Random access memory is also called main memory because it is the primary memory that the CPU uses when processing information. The electronic circuits used to construct this main internal RAM can be classified as dynamic RAM (DRAM), synchronized dynamic RAM (SDRAM), or static RAM (SRAM). DRAM, SDRAM, and SRAM all involve different ways of using transistors and capacitors to store data. In DRAM or SDRAM, the circuit for each bit consists of a transistor, which acts as a switch, and a capacitor, a device that can store a charge. To store the binary value 1 in a bit, DRAM places an electric charge on the capacitor. To store the binary value 0, DRAM removes all electric charge from the capacitor. The transistor is used to switch the charge onto the capacitor. When it is turned on, the transistor acts like a closed switch that allows electric current to flow into the capacitor and build up a charge. The transistor is then turned off, meaning that it acts like an open switch, leaving the charge on the capacitor. To store a 0, the charge is drained from the capacitor while the transistor is on, and then the transistor is turned off, leaving the capacitor uncharged. To read a value in a DRAM bit location, a detector circuit determines whether a charge is present or absent on the relevant capacitor.
DRAM is called dynamic because it is continually refreshed. The memory chips themselves cannot hold values over long periods of time. Because capacitors are imperfect, the charge slowly leaks out of them, which results in loss of the stored data. Thus, a DRAM memory system contains additional circuitry that periodically reads and rewrites each data value. This replaces the charge on the capacitors, a process known as refreshing memory. The major difference between SDRAM and DRAM arises from the way in which refresh circuitry is created. DRAM contains separate, independent circuitry to refresh memory. The refresh circuitry in SDRAM is synchronized to use the same hardware clock as the CPU. The hardware clock sends a constant stream of pulses through the CPU’s circuitry. Synchronizing the refresh circuitry with the hardware clock results in less duplication of electronics and better access coordination between the CPU and the refresh circuits.

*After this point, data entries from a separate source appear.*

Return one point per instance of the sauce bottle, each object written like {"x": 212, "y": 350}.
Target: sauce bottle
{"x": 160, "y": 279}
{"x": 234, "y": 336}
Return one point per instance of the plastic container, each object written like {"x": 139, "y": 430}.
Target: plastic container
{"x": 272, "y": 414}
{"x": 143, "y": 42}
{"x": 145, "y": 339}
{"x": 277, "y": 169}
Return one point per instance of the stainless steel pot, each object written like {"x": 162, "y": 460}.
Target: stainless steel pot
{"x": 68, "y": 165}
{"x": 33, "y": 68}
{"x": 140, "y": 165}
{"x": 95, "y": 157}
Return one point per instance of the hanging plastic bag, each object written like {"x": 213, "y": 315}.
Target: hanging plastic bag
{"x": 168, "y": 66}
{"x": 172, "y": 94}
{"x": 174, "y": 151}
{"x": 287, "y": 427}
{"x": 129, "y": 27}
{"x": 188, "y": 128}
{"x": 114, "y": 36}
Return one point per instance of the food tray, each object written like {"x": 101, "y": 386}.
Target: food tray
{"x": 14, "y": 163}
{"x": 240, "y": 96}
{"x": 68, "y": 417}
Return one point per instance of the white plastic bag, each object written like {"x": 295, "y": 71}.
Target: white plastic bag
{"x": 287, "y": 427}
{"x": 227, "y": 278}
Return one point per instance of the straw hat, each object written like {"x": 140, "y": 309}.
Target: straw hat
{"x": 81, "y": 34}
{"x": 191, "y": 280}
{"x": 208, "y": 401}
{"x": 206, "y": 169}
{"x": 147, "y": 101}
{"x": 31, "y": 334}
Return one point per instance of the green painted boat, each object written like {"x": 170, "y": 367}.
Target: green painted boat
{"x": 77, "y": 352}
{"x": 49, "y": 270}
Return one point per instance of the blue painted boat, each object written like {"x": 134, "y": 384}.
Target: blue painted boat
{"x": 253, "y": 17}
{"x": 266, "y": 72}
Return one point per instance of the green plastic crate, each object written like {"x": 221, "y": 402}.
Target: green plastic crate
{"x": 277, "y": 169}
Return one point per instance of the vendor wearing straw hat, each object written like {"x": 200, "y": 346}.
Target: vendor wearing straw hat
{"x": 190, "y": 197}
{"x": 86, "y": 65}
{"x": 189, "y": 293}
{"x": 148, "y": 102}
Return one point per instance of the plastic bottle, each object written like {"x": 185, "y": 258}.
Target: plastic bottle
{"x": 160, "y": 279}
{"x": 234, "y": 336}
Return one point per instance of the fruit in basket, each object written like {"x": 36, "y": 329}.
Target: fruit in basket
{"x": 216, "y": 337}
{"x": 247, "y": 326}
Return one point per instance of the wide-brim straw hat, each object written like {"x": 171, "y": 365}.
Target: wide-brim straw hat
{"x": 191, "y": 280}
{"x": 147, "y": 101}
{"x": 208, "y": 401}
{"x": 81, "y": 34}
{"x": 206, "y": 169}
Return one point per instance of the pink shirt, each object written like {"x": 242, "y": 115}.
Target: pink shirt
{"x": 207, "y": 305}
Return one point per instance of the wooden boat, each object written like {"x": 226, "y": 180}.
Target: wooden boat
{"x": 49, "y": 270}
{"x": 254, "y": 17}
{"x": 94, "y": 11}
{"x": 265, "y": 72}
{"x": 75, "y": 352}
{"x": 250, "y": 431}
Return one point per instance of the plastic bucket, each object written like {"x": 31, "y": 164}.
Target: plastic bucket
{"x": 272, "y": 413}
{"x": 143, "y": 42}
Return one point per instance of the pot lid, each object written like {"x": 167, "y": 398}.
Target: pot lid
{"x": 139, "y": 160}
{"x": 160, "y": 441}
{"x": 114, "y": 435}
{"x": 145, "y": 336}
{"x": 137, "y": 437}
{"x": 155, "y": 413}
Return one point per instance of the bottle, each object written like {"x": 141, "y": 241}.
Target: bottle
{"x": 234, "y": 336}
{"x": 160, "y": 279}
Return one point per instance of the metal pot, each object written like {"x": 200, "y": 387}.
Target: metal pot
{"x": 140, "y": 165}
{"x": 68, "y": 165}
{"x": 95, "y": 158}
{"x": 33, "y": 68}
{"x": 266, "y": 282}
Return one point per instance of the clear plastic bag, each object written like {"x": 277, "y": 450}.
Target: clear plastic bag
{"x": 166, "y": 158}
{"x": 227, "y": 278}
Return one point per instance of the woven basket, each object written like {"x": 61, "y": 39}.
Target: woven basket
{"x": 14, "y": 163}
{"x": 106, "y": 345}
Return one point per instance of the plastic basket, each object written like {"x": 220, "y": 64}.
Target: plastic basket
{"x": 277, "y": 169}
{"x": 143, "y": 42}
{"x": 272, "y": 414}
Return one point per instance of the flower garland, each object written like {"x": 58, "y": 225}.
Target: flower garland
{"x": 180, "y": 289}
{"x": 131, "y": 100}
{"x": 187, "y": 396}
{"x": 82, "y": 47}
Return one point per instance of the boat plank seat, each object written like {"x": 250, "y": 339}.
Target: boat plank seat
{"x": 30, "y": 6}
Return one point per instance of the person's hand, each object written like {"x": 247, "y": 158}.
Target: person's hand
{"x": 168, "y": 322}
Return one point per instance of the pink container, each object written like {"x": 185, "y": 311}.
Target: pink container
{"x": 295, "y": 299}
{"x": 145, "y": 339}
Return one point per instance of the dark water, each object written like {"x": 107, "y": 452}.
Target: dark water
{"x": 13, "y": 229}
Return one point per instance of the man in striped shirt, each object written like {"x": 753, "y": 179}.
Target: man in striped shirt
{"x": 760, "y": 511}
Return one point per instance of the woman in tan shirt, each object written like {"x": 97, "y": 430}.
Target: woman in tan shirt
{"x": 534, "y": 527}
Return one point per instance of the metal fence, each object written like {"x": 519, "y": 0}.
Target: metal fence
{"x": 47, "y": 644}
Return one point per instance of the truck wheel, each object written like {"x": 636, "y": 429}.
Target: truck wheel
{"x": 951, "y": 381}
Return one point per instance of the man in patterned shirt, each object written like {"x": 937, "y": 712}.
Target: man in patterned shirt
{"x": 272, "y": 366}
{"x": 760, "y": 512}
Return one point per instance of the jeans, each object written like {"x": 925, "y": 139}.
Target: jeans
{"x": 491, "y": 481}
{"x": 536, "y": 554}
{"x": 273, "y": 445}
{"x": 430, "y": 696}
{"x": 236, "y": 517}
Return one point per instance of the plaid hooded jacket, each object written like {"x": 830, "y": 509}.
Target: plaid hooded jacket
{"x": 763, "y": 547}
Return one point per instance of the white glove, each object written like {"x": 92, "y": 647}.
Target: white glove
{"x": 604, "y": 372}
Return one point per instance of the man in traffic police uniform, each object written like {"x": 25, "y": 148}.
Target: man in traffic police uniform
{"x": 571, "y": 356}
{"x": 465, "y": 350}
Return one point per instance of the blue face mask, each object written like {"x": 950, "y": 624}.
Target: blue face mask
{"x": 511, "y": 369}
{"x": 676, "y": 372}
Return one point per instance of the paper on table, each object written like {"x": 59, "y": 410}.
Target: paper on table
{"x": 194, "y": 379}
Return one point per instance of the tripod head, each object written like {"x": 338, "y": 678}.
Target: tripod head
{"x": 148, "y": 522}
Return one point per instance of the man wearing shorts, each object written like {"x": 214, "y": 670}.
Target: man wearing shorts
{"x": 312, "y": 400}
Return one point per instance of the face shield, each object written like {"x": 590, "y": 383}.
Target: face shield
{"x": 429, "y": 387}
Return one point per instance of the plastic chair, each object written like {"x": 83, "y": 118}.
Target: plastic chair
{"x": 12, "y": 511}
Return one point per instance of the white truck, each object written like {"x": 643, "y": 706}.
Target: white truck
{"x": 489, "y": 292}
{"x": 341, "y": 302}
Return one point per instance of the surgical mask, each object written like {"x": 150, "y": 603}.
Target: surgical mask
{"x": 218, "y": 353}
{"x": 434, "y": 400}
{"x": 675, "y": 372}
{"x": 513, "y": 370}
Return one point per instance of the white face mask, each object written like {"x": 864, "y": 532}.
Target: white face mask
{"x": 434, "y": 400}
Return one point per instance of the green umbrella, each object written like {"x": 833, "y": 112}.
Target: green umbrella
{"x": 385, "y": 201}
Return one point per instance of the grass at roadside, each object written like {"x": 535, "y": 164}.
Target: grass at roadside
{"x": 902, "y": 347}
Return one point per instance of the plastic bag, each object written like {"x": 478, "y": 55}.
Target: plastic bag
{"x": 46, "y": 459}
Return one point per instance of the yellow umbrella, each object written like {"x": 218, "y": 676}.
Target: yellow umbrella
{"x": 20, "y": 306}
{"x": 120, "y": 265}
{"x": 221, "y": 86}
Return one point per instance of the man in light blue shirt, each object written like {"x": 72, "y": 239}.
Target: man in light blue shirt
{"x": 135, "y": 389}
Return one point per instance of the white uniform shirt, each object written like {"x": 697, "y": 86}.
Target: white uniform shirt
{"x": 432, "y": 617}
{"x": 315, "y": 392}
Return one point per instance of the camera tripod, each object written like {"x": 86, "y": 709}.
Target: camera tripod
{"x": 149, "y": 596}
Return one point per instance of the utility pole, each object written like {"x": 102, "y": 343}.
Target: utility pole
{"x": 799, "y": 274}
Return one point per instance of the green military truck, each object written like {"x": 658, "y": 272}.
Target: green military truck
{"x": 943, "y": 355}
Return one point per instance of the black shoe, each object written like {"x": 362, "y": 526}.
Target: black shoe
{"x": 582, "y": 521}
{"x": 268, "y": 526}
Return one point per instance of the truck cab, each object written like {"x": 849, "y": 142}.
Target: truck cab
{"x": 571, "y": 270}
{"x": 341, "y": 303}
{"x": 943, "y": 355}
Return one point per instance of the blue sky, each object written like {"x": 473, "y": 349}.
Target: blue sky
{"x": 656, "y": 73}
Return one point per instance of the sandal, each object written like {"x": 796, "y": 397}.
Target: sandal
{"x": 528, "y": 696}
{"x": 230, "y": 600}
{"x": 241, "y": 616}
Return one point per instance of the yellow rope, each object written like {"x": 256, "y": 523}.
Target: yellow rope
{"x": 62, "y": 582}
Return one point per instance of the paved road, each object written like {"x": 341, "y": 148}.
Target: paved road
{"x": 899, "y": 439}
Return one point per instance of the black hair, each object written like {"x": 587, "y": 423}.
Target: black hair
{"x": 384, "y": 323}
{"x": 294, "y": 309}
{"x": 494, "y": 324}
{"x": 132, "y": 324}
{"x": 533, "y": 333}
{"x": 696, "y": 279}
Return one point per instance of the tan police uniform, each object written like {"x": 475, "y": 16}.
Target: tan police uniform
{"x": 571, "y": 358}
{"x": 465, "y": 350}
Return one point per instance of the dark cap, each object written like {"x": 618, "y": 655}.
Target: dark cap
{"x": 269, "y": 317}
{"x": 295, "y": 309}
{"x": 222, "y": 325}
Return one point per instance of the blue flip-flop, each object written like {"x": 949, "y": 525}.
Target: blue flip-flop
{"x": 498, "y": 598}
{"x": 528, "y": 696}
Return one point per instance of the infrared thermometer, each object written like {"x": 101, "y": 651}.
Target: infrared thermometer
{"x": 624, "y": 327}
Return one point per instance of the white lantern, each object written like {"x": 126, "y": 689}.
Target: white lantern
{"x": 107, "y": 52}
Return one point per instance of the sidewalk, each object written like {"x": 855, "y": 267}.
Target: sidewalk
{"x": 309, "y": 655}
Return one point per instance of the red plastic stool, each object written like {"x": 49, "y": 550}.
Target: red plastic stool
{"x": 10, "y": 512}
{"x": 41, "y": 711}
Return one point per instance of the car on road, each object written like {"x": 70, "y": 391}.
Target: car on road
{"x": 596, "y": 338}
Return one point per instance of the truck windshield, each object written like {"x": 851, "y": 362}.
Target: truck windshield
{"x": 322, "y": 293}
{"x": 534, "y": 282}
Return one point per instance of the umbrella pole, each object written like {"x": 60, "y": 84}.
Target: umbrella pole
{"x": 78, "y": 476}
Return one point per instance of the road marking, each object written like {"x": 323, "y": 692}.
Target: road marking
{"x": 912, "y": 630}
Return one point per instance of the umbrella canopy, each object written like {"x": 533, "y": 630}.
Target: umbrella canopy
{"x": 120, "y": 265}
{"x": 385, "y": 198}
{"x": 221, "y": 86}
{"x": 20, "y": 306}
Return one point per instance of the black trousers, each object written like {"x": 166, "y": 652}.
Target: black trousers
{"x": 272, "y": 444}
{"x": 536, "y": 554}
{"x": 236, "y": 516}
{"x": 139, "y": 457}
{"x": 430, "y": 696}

In SRAM, the circuit for a bit consists of multiple transistors that hold the stored value without the need for refresh. The chief advantage of SRAM lies in its speed. A computer can access data in SRAM more quickly than it can access data in DRAM or SDRAM. However, the SRAM circuitry draws more power and generates more heat than DRAM or SDRAM. The circuitry for a SRAM bit is also larger, which means that a SRAM memory chip holds fewer bits than a DRAM chip of the same size. Therefore, SRAM is used when access speed is more important than large memory capacity or low power consumption.
The time it takes the CPU to transfer data to or from memory is particularly important because it determines the overall performance of the computer. The time required to read or write one bit is known as the memory access time. Current DRAM and SDRAM access times are between 30 and 80 nanoseconds (billionths of a second). SRAM access times are typically four times faster than DRAM.
The internal RAM on a computer is divided into locations, each of which has a unique numerical address associated with it. In some computers a memory address refers directly to a single byte in memory, while in others, an address specifies a group of four bytes called a word. Computers also exist in which a word consists of two or eight bytes, or in which a byte consists of six or ten bits.
When a computer performs an arithmetic operation, such as addition or multiplication, the numbers used in the operation can be found in memory. The instruction code that tells the computer which operation to perform also specifies which memory address or addresses to access. An address is sent from the CPU to the main memory (RAM) over a set of wires called an address bus. Control circuits in the memory use the address to select the bits at the specified location in RAM and send a copy of the data back to the CPU over another set of wires called a data bus. Inside the CPU, the data passes through circuits called the data path to the circuits that perform the arithmetic operation. The exact details depend on the model of the CPU. For example, some CPUs use an intermediate step in which the data is first loaded into a high-speed memory device within the CPU called a register.